New Book Insists the Cookie Table Is More Than Just Dessert

“The Belt Cookie Table Cookbook” is a collection of recipes and memories.

Cookietable“The Belt Cookie Table Cookbook,” by Bonnie Tawse, is filled with 41 recipes and stories shared by Youngstown, Ohio, residents.

Tawse unearthed her material doing research at the eighth annual Cookie Table and Cocktails Gala in Youngstown. The fundraiser for Mahoning Valley Historical Society is a reception-like simulation, with locals showing off their family’s proudest concoctions. 

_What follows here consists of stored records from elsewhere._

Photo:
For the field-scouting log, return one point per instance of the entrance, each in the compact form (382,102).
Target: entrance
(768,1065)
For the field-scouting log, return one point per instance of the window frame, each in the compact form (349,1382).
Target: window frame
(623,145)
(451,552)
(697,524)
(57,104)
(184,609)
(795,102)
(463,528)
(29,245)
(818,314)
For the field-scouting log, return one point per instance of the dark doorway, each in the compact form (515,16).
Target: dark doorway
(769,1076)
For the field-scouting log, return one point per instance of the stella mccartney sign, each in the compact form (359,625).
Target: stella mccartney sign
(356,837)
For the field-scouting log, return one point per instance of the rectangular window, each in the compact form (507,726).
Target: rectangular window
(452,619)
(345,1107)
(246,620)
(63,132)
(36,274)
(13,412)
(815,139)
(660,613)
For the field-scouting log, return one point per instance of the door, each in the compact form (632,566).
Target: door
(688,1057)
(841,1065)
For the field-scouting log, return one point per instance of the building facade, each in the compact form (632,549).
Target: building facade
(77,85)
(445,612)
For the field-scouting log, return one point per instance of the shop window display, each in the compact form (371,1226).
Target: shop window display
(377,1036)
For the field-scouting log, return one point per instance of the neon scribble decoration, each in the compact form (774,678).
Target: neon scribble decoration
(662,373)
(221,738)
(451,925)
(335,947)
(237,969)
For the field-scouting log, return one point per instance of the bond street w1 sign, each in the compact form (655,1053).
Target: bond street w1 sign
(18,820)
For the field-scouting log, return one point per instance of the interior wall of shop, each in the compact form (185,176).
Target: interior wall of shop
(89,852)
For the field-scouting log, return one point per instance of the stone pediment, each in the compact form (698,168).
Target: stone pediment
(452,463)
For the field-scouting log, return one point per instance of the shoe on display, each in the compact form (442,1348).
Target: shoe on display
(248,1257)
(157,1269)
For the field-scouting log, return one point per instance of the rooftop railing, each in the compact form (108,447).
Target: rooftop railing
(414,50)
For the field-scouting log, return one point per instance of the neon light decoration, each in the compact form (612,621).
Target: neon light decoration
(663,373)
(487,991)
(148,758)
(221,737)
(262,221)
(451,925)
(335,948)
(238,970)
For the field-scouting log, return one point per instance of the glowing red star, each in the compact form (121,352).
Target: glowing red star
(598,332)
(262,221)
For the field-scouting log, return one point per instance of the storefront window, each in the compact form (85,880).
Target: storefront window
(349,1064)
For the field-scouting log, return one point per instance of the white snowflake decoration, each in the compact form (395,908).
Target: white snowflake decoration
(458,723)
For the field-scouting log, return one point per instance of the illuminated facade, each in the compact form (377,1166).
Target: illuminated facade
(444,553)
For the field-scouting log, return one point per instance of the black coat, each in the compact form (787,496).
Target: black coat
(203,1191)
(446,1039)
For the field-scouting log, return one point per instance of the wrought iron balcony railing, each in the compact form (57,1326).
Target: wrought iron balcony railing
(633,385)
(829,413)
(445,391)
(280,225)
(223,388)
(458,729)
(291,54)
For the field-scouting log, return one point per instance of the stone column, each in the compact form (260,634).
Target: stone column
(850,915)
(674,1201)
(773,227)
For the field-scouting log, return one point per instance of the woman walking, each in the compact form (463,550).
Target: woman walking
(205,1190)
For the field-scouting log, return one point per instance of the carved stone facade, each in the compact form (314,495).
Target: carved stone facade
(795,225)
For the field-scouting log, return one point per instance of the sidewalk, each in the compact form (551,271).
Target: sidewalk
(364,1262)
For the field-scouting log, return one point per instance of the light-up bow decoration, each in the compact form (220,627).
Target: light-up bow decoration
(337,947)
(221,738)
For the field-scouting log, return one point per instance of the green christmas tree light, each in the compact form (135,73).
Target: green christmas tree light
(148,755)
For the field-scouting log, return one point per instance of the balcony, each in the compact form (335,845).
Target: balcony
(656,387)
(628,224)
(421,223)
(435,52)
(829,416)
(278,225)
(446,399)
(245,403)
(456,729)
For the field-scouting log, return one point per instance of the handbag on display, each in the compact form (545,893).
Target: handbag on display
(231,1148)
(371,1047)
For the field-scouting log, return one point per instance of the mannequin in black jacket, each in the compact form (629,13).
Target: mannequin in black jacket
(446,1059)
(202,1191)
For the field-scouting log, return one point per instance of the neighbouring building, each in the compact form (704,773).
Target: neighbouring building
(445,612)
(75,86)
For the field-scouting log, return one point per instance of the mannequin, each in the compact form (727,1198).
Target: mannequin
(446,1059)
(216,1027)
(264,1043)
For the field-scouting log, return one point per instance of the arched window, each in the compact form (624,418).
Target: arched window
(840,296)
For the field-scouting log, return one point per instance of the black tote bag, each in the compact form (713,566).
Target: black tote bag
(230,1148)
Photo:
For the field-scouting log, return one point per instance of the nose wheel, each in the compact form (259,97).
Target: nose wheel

That year, they had about 8,000 cookies. Overwhelmed by her options, Tawse consulted the experts — Youngstown bakers and cookie-enthusiasts — to navigate her way through the never-ending buffet of treats.

“That just led to this wonderful chain of human connection,” she says.

One baker would lead her to a cousin, who would connect her with a friend, and so on. Each new recipe came with a story. Relatives, memories and history were preserved on the notecards, family cookbooks and Microsoft Word documents she received.

The stories of 18th-century immigrants included recipes for such classics such as pizzelles, buckeyes and clothespins, while less traditional recipes came from more modern tales. 

One of the modernized cookies came to Tawse after receiving Anna Pitinii Hoods’ mother’s decadent baklava recipe. Hood linked the Greek treat to her son’s wedding to his Brazilian wife, and recalled the two families coming together to bake baklava and roll brigadieros — a Brazilian fudge ball that is a must-have at birthday parties.

“That’s exactly what should be happening at a wedding,” Tawse says, explaining why she added the brigadieros. “That, to me, is the beauty of [the tradition].” 

This blending of family and culture is baked into the spirit of the cookie table tradition: splitting the workload, bringing some home, and swapping recipes.

“Cookies are connectors,” says Tawse. “I hope people can get that out of this even at a time when we might be struggling at connecting on a scale that we would like.” 

In her introduction, Tawse recounts her own experience, hunkered down at home due to pandemic lockdowns, testing these transcending cookies. Baking with her family and brightening the spirits of her neighbors who were gifted with the treats are moments the author will be forever grateful for. 

“Those are the kinds of connections and memories that, if I didn’t make a dime off the cookbook, I’d be totally fine because it was such a beautiful and rewarding experience,” she says.